Matt Zapotosky, Jenna Portnoy
Tuesday, July 01, 2014 | 6:41PM
A Republican congressman from southwest Virginia released a letter Tuesday questioning why federal authorities are exploring the controversial resignation of Phillip P. Puckett from the state Senate — saying others had left legislative posts under similar circumstances and faced no legal scrutiny.
In a three-page letter to Attorney General Eric H. Holder Jr. and FBI Director James B. Comey, Rep. H. Morgan Griffith wrote that he worried the interest in Puckett (D) was “politically motivated” and laid out several examples of lawmakers — at the federal and state levels — who resigned for other jobs and, in doing so, helped achieve other political aims.
Federal investigators are exploring the extent to which Puckett’s resignation from the state legislature — which gave Virginia Republicans a one-vote majority in the middle of a heated budget standoff — might have been influenced by a state tobacco commission job that a Republican colleague helped line up for him.
“I don’t think it’s wrong, but if it is wrong, it needs to be treated fairly,” Griffith said in an interview Tuesday. “How do you explain, out of all the instances that have happened and are happening, that this is the only one that’s being investigated?”
Griffith’s release of the letter was timely. On Friday, Del. Robert H. Brink (D-Arlington) said he would resign to accept a job as deputy commissioner for aging services in the Department for Aging and Rehabilitative Services. Though Brink’s departure did not generate the level of buzz that Puckett’s did — and Griffith acknowledged that it and other state legislators’ recent departures were not “directly on point” with Puckett’s — Griffith said, “Legally, they’re exactly the same.”
The exact motives and sequence of events that prompted Puckett to leave the legislature are not known. Records show, though, that he was lining up a job at the state tobacco commission before his resignation, and another lawmaker — Del. Terry G. Kilgore (R-Scott), who chairs the tobacco commission — was intimately involved in the process.
Puckett ultimately stepped down June 9 with the stated purpose of clearing the way for his daughter, Martha Puckett Ketron, to be appointed a juvenile court judge. His service in the Senate was a well-known impediment to his daughter’s appointment because the Senate has a policy against seating the relatives of sitting legislators. His Democratic colleagues, though, quickly accused Republicans of bribing Puckett to leave the Senate, and he did not take the tobacco commission job.
Federal authorities soon began investigating the circumstances.
Griffith said that he believed what occurred was “not criminal” and that if it was, the Justice Department should investigate a myriad of similar cases. He wrote in his letter, for example, that officials might want to explore President Obama’s nomination last year of Senate Finance Committee Chairman Max Baucus (D-Mont.) as the next U.S. ambassador to China. That, he wrote, served to remove a critic of the Affordable Care Act from the political scene.

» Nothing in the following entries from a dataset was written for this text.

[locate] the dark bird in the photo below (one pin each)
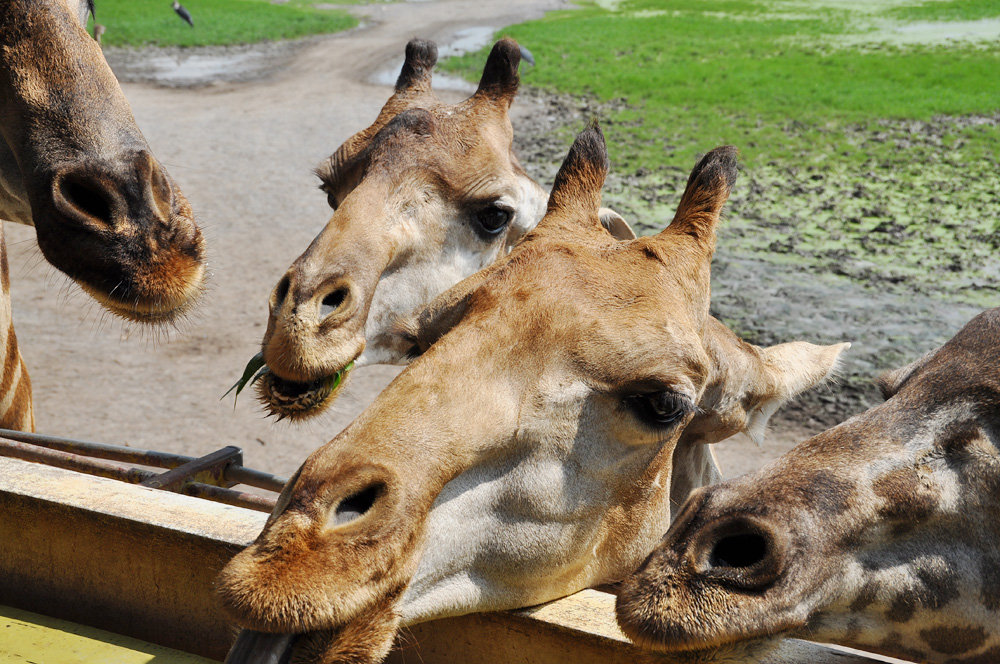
(527, 56)
(183, 13)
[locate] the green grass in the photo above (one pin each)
(216, 22)
(777, 79)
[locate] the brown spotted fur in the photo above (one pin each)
(569, 305)
(74, 165)
(895, 550)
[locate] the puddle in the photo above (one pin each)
(466, 40)
(929, 33)
(195, 67)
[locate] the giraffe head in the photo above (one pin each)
(880, 533)
(560, 396)
(74, 165)
(424, 197)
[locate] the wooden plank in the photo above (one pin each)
(142, 563)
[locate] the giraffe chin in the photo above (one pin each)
(150, 311)
(299, 401)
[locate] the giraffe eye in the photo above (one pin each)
(659, 409)
(490, 221)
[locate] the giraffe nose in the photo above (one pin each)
(103, 195)
(86, 198)
(332, 303)
(741, 551)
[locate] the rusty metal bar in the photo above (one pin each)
(120, 453)
(209, 469)
(81, 464)
(75, 462)
(230, 497)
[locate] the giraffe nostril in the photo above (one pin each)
(739, 551)
(87, 198)
(357, 504)
(333, 302)
(280, 293)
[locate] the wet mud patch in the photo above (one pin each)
(199, 66)
(894, 253)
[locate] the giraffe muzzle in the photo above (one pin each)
(741, 552)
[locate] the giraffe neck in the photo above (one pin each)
(16, 410)
(923, 582)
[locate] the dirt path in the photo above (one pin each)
(242, 152)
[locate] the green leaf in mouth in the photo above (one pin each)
(255, 370)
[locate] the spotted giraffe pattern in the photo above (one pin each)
(16, 410)
(880, 534)
(74, 165)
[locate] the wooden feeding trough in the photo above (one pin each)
(115, 551)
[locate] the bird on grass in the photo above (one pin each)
(183, 13)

Griffith also wrote that Virginia itself saw almost identical circumstances in the mid-1990s, when then-Gov. James S. Gilmore III (R) turned a Democratic senator from Loudoun County, Charles L. Waddell, into his deputy transportation secretary, a move that gave the GOP a 20-to-19 edge in what had been an evenly divided Senate. Gilmore also appointed a Democrat to head the Department of Conservation and Recreation, creating an opening for a Republican to win a seat in the House.
An FBI spokesman referred questions to the Justice Department. A Justice spokesman and a spokesman for the U.S. Attorney’s Office in the Western District of Virginia, which is handling the Puckett investigation, declined to comment.